After failing in his attempt to break through the Ukrainian lines For nearly a year, the Russians have recently overhauled their tactics, resorting to small raiding parties trying to create gaps in Ukrainian defenses that they can try to exploit, according to a Russian manual captured by the Ukrainians.
The manual details how assault teams of 12 to 15 members can be broken up into battlegroups of just three people supported by additional firepower to infiltrate a Ukrainian trench.
Ukrainian soldiers started calling these groups “meat”due to the high casualty rate.
Ukrainian fighters who witnessed the attacks up close say the Russians often send a first wave of infantry storm a trench, knowing they are in danger of being killed.
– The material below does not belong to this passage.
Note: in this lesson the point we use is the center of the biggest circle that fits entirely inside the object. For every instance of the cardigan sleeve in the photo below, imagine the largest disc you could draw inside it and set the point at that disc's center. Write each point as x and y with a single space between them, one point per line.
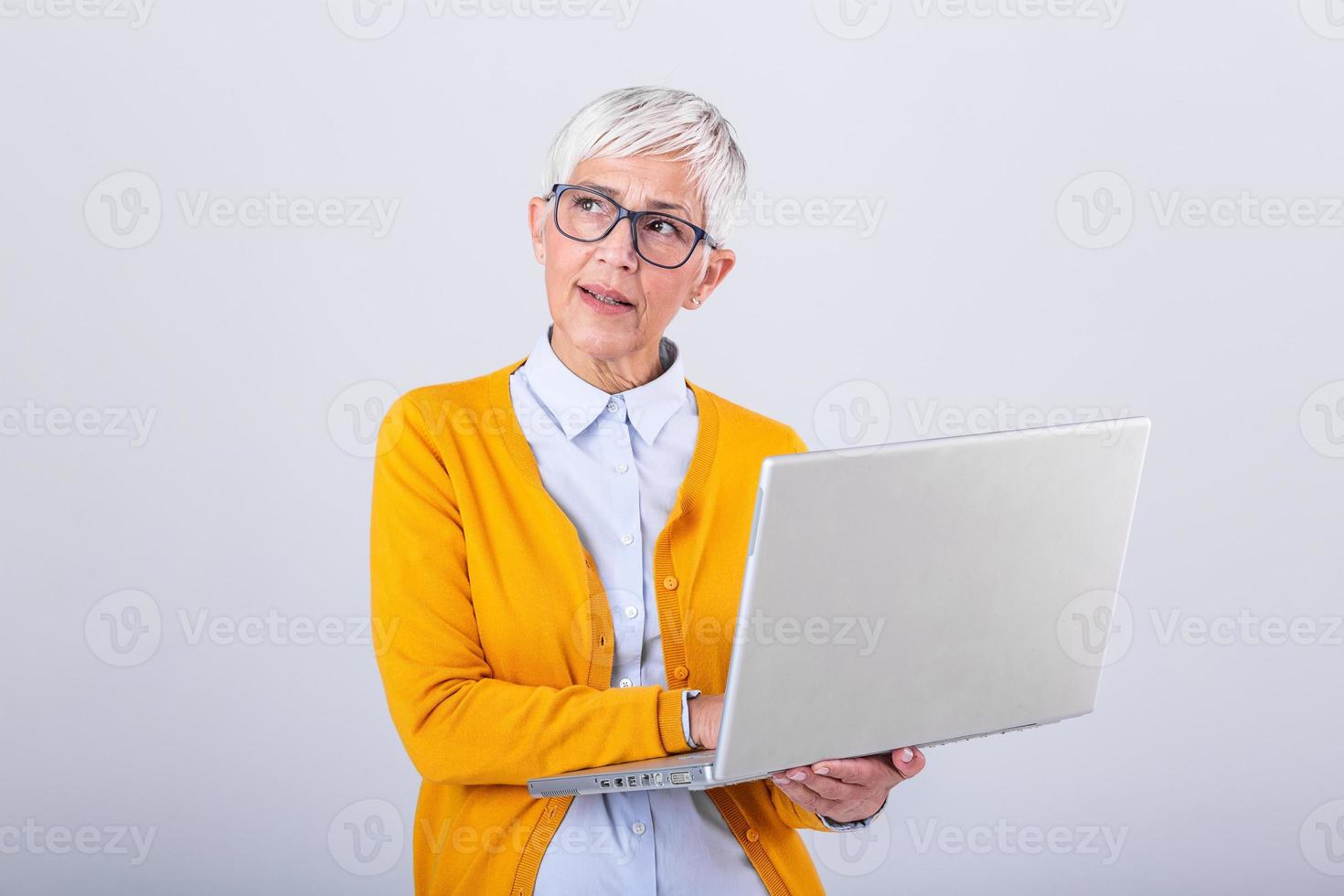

Russian observers take note of Ukrainian firing positions and unleash a barrage of artillery and mortar fire against those emplacements.
A second wave of Russian infantry then rushes in, trying to infiltrate the trench.
As in the first war
This is a brutal tactic that would have been recognized by millions of soldiers huddled in trenches more than a century ago, during the WWI.
As a French officer, Captain André Laffargue, pointed out at the time in a pamphlet entitled “Attack in Trench Warfare”, breaking through well-defended trenches comes at a staggering cost.
“Infantry unit to disappear into the fiery furnace like handfuls of straw,” he wrote.
To reach the zero line outside Marinka, Ukrainian soldiers must cross a network of trenches in the rear, through gaps left for tanks and through destroyed villages.
The trenches are built with curves contain an explosion in the event of a falling mortar or shell.
In some places, nets and brambles are placed to hide the outlines.
Ukrainian soldiers, intimately familiar with geography, have observers constantly alert to threats.
In quiet moments – and even in the most fought-over corners of Ukraine a lot of time is spent waiting for the next paroxysm of violence – soldiers eat from cans and stand guard over what they call the “Ukrainian war cats“who patrol the trenches for rats.
Although the front line stretches more than 600 miles, both armies have dug thousands of miles of trenches, tiered so that if the fence falls, soldiers can retreat to safer positions.
In addition to small-scale assaults, Russia has been trying for weeks to break through Ukrainian lines with more comprehensive attacks that include armored columns.
Shortly after the Times’ visit, reconnaissance units from the 79th Brigade detected movements of Russian tanks and armored vehicles in the vicinity.
The Russians tried to go around the flanking trenches to “launch a mass assault“, according to a statement from the brigade.
But they were surprised, and the paratroopers using Javelin anti-tank missiles damaged several Russian tanks and infantry fighting vehicles, the demolition captured in video released by the brigade.
Back in the trenches, the soldiers know the Russians will keep coming.
And they say they are prepared for the day when they themselves will go on the attack.
Source: Clarin
Mary Ortiz is a seasoned journalist with a passion for world events. As a writer for News Rebeat, she brings a fresh perspective to the latest global happenings and provides in-depth coverage that offers a deeper understanding of the world around us.